Relevance Scoring: Why Chronological Order Breaks Down
You follow 500 sources. Each posts multiple times a day. You open the app. There are 3,000 new items since your last visit. Sorted by time.
You scroll past 200 items. Maybe 10 were interesting. The rest? Noise.
Chronological order works when the volume is low. Once it’s not, you need scoring.
The Scoring Function#
Every item gets a score. Higher score means higher in the list. The simplest useful model has three signals:
Affinity: How much does this user interact with the author? If you always read posts from Alice but never from Bob, Alice’s content scores higher.
Content weight: What type of content is it? A long-form post might score higher than a quick status update. An item with high engagement from others gets a boost.
Time decay: Newer content scores higher, but the advantage fades. A post from 5 minutes ago beats a post from 5 hours ago, but a post from 5 hours ago and one from 6 hours ago are basically equal.
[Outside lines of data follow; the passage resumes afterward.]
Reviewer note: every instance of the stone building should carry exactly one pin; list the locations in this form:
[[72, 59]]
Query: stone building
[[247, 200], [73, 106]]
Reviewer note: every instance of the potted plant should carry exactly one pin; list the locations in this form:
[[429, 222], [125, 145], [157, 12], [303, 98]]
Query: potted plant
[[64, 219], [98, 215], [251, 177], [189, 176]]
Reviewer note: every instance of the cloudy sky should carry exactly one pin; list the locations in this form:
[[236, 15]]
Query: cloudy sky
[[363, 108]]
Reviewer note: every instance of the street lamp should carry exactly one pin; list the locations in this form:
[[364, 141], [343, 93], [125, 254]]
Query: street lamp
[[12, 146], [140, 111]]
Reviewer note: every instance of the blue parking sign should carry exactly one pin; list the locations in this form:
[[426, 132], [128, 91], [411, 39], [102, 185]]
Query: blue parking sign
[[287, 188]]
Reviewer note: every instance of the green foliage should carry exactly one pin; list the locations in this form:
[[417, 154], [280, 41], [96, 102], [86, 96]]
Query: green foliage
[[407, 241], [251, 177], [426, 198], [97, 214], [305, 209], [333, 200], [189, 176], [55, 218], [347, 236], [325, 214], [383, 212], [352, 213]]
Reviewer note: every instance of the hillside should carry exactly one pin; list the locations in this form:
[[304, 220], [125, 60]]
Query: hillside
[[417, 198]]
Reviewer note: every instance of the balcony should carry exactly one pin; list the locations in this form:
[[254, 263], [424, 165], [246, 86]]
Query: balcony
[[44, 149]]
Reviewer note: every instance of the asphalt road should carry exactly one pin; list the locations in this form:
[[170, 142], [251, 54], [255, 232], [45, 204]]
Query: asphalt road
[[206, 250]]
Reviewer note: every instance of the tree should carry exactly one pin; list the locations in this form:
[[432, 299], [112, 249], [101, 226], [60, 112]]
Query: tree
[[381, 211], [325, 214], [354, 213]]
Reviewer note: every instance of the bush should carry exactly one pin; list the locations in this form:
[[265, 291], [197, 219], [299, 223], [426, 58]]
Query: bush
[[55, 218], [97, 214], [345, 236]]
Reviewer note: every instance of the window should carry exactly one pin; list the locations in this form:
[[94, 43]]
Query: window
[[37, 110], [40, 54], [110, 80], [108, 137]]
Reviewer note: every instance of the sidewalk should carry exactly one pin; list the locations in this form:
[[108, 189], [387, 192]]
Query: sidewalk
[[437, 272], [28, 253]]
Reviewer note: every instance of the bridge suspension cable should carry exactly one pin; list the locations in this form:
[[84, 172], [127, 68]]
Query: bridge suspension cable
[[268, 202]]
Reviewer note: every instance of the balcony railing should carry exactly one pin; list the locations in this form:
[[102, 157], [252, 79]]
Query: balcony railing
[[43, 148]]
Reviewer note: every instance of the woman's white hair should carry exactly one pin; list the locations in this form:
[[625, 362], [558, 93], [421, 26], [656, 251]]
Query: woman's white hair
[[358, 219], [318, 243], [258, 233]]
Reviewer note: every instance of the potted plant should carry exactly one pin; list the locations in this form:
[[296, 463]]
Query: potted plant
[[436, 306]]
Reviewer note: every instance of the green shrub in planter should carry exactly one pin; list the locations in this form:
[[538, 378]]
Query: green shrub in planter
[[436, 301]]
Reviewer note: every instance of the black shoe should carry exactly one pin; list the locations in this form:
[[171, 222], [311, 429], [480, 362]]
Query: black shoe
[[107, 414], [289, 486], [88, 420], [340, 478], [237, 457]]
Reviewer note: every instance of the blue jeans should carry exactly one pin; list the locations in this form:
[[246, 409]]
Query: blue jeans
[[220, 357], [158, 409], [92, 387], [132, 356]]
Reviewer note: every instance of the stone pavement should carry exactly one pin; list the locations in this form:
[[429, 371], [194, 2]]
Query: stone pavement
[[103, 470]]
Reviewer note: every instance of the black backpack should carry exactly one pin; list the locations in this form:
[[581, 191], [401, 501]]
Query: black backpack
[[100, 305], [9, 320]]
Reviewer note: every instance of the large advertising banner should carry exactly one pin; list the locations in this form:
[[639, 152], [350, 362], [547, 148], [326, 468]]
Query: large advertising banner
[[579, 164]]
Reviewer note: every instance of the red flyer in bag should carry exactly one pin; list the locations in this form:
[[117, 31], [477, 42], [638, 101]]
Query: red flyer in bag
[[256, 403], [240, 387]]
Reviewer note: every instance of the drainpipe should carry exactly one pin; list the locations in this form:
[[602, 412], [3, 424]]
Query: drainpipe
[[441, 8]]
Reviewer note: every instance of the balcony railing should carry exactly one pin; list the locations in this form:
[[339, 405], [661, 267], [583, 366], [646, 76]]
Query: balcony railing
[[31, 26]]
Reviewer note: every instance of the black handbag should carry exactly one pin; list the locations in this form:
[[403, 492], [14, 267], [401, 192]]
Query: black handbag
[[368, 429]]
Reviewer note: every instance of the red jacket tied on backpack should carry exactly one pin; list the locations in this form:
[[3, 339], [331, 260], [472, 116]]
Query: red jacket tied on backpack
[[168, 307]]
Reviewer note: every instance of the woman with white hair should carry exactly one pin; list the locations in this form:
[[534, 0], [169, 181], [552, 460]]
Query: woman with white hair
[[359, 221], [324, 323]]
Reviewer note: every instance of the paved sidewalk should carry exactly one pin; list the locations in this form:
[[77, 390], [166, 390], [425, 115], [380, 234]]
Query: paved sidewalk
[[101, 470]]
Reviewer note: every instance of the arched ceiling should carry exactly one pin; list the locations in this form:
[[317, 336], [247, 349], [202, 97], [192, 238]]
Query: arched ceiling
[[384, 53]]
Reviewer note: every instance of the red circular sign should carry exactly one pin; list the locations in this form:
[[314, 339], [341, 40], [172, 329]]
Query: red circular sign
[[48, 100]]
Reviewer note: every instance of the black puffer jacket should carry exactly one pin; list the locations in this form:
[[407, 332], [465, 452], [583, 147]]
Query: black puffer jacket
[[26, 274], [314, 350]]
public double score(FeedItem item, UserProfile viewer) {
double affinity = interactionService.getAffinity(viewer.getId(), item.getAuthorId());
double weight = item.getContentWeight();
double ageHours = Duration.between(item.getCreatedAt(), Instant.now()).toHours();
double decay = 1.0 / (1.0 + 0.1 * ageHours);
return affinity * weight * decay;
}
Fetch-Then-Rank#
You don’t score everything. That’s too expensive. Instead: fetch a candidate set (top N recent items via fan-out), score them, return the top K.
The scoring budget matters. If scoring adds 50ms per request, that eats into your P99 latency. Pre-compute what you can (affinity scores cached in Redis, content weights calculated at write time).
The Pagination Problem#
Cursor-based pagination works great for chronological order. With ranking, the cursor gets tricky. Scores can change between requests. An item on page 1 might shift to page 2 by the time you scroll.
Most systems solve this by snapshotting the ranked list for a session. Your first request generates the ranking. Subsequent pages pull from that snapshot. Refresh to re-rank.
What I’m Learning#
At Salesforce, we had a dashboard showing config changes across 4000+ services. Chronological order was useless. The most relevant changes (your team’s services, high-severity modifications) drowned in noise. A simple scoring model (team affinity + severity weight + recency) cut the time engineers spent scanning the dashboard significantly.
Even a basic linear scoring model beats chronological order once you pass a few hundred items. You don’t need ML to start. Affinity + weight + decay gets you surprisingly far.
What do you prioritize when displaying content to users? Pure chronological or some form of ranking?